Parry Labs has integrated its Edge Compute Micro hardware onto the Kratos BQM-177A target drone under a partnership with Shield AI, supporting the U.S. Navy’s Experimental Platform for Intelligent Combat project, which aims to mature manned-unmanned teaming, or MUM-T, capabilities through advanced mission autonomy.
How Is EC Micro Enabling Manned-Unmanned Teaming?
EC Micro underwent flight tests, including a trial event at Point Mugu, California, demonstrating capabilities that enable MUM-T and real-time decision-making on board the BQM-177A, Parry Labs said on Tuesday. Designed to be platform-agnostic, the system provides compute infrastructure for autonomous workloads, particularly in resource-constrained environments where minimizing size, weight, power and cost are essential.
“With the EC Micro, we are bringing next-generation compute power directly to the edge,” said Parry Labs Chief Technology Officer Dave Walsh, noting that the “open, scalable technology accelerates mission success for the fleet.”
Shield AI served as the systems integrator for the August tests on the BQM-177A, meant to generate insights that could guide the Navy’s future collaborative combat aircraft concepts.

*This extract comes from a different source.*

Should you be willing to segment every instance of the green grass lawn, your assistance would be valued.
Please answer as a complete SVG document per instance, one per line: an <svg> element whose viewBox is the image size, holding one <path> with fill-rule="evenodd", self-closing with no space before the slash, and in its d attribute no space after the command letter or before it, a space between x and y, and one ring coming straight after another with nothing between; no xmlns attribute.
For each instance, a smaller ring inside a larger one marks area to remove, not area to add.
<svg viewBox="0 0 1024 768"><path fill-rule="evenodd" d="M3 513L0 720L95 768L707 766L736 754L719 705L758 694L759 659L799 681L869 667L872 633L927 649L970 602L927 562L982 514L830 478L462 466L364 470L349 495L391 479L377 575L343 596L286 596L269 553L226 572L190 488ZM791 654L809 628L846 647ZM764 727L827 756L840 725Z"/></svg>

The target drone used Shield AI’s Hivemind artificial intelligence-enabled autonomy software.
The deployment of the EC Micro expands Parry Labs’ record of integrating edge compute across various platforms, including the MQM-178A Firejet and the XQ-58A Valkyrie. It also followed a strategic collaboration between Parry Labs and Shield AI, formalized in a memorandum of understanding signed in October. The integration of Hivemind into Parry Labs’ STRATIA platform, Virtual Integration Workspace and edge-compute hardware will be performed through the partnership to enhance battlefield interoperability, mission speed and resilience.